29. Januar 2018 - 10:58 Uhr

Sind die Warnungen vor Fluorid mehr als nur Verschwörungstheorien?

Immer wieder kursieren Warnungen im Internet und verunsichern uns Verbraucher - Fluorid in Zahnpasta soll angeblich den Körper vergiften. Dabei gibt es zahlreiche Studien, die eindeutig das Gegenteil belegen. Was stimmt und was ist purer Unfug?

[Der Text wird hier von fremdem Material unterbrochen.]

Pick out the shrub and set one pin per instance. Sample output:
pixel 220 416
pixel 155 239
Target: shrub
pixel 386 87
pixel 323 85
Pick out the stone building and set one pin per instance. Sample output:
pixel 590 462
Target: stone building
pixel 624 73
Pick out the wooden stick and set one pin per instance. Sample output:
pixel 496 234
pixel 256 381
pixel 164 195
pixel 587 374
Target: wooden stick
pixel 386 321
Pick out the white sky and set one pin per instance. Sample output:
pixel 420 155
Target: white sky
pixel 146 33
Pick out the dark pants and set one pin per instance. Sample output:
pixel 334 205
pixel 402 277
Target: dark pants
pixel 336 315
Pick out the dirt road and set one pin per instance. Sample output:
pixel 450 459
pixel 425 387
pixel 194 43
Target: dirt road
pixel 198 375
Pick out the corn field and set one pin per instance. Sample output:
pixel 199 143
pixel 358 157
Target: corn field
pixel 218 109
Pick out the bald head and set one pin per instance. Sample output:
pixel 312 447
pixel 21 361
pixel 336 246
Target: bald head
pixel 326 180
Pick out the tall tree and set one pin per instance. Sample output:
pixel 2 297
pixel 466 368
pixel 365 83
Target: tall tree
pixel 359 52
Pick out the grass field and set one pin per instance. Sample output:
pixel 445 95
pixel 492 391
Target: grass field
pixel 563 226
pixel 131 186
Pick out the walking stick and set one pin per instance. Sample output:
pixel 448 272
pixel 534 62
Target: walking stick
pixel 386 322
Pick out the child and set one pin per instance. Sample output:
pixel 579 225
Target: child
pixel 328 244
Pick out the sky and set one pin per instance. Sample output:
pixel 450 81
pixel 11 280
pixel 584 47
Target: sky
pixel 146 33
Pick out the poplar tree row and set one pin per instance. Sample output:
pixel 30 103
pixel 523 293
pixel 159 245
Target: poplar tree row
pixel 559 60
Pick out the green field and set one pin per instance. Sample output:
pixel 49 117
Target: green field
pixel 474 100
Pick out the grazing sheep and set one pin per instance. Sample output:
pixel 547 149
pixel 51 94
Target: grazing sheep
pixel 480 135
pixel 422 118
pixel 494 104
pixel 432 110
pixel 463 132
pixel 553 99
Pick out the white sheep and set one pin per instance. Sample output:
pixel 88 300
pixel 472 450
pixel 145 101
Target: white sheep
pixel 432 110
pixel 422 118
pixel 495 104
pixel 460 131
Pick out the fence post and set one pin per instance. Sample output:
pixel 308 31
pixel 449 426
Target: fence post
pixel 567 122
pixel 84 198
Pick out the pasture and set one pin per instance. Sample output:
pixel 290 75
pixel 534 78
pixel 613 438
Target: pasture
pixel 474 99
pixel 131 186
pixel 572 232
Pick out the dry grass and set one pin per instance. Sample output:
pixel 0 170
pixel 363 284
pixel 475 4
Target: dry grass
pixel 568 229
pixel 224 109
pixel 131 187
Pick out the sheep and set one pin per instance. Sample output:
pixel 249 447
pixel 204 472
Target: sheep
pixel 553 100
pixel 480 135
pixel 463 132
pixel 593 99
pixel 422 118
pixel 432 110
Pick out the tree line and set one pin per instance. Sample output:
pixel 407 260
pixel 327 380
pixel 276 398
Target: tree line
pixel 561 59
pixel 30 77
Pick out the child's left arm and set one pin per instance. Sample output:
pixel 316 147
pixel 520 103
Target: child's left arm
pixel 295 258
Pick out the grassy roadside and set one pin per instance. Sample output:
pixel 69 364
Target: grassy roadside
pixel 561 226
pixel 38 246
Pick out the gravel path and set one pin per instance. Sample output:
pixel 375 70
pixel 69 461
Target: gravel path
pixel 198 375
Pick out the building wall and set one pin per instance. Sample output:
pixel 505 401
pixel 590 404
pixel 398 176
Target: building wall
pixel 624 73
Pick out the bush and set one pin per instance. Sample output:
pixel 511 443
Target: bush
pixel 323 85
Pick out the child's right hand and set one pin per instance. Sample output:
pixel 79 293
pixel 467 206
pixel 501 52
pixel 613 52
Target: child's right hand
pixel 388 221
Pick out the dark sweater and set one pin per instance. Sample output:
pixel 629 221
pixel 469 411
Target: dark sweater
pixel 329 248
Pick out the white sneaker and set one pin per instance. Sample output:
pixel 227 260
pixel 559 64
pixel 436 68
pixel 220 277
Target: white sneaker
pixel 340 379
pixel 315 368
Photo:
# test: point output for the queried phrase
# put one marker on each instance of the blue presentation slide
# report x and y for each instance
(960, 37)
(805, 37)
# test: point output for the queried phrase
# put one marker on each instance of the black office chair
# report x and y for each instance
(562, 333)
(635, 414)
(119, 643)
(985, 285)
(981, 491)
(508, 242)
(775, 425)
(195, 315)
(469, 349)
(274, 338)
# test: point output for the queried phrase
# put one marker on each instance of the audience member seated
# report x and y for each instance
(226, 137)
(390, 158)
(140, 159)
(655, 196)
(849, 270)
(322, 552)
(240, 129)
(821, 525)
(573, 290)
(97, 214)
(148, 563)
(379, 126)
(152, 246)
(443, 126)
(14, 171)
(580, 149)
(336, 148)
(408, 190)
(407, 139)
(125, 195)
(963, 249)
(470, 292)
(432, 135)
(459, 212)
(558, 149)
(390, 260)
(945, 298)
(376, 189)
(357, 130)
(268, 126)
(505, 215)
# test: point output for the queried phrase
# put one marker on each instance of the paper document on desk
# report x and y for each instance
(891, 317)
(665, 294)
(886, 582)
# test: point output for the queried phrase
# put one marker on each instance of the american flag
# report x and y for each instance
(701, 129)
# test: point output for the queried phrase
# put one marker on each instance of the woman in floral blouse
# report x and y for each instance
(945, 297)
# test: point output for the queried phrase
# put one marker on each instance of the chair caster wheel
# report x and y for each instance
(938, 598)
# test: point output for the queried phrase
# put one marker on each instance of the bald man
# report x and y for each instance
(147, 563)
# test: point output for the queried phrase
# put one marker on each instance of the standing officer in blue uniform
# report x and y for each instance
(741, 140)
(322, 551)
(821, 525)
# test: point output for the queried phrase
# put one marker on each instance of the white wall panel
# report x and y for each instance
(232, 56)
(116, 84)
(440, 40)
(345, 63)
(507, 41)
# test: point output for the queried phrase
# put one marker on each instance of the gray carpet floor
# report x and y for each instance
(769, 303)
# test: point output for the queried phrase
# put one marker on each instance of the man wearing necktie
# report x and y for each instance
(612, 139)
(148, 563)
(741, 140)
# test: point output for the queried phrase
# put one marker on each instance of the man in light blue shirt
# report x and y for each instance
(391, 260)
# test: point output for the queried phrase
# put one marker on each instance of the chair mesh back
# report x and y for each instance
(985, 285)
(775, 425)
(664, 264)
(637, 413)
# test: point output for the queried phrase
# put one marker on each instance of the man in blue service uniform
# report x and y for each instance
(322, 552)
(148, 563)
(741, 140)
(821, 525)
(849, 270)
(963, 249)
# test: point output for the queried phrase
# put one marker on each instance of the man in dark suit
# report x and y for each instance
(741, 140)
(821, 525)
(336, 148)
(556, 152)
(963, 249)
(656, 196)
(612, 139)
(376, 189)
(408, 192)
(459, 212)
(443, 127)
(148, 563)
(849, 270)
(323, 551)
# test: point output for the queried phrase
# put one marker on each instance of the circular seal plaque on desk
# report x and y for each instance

Studien: Fluorid härtet die Zähne

Fast alle Zahnpasten enthalten heutzutage Fluorid, doch ein Hersteller wirbt jetzt damit, Fluorid sei gesundheitsschädlich. Wissenschaftliche Studien kommen aber zum Ergebnis: Das ist Quatsch. Fluoridzahnpasta sei der beste Schutz gegen Karies, der Rückgang der Karieserkrankungen um 88 Prozent in den vergangenen 25 Jahren sei auf Fluoridzahnpasten zurückzuführen.

"Wenn Sie ohne Fluorid Zähne putzen, haben Sie keine Härtung - der Zahn wird anfälliger für Säure und für mehr Karies", sagt Dentaltoxikologe Franz-Xaver Reichl. Im Video zeigen wir Ihnen in einer Animation, wie das Flurorid auf die Zähne wirkt und diese schützt.

Die Begriffe Fluor und Fluorid werden oft verwechselt. Während Fluor ein in der Tat giftiges Gas ist, sind Fluoride die Salze des Fluors und ungiftig. Auch unser Körper enthält diese Salze, vor allem in Knochen und Zähnen. Außerdem steckt Fluorid in unserem Essen, zum Beispiel in schwarzem Tee oder Fisch.

Die Richtlinien der Deutschen Gesellschaft für Ernährung empfehlen eine Höchstdosis von 3,5 Milligramm Fluorid am Tag. Aber selbst wenn wir die fluoridhaltige Zahnpasta regelmäßig herunterschlucken würden, erreichen wir diese Werte in Deutschland nicht.

Kinder sollten Kinderzahnpasten mit weniger Fluorid benutzen

Kleine Kinder sollten allerdings Kinderzahnpasten mit reduziertem Fluoridgehalt benutzen. Denn bei wachsenden Zähnen kann zu viel Fluorid Flecken verursachen. Welche Kinderzahnpasten besonders gut sind, hat die Stiftung Warentest geprüft.

Ansonsten ist Zahnpflege mit Fluoridzusatz das Beste für gesunde Zähne.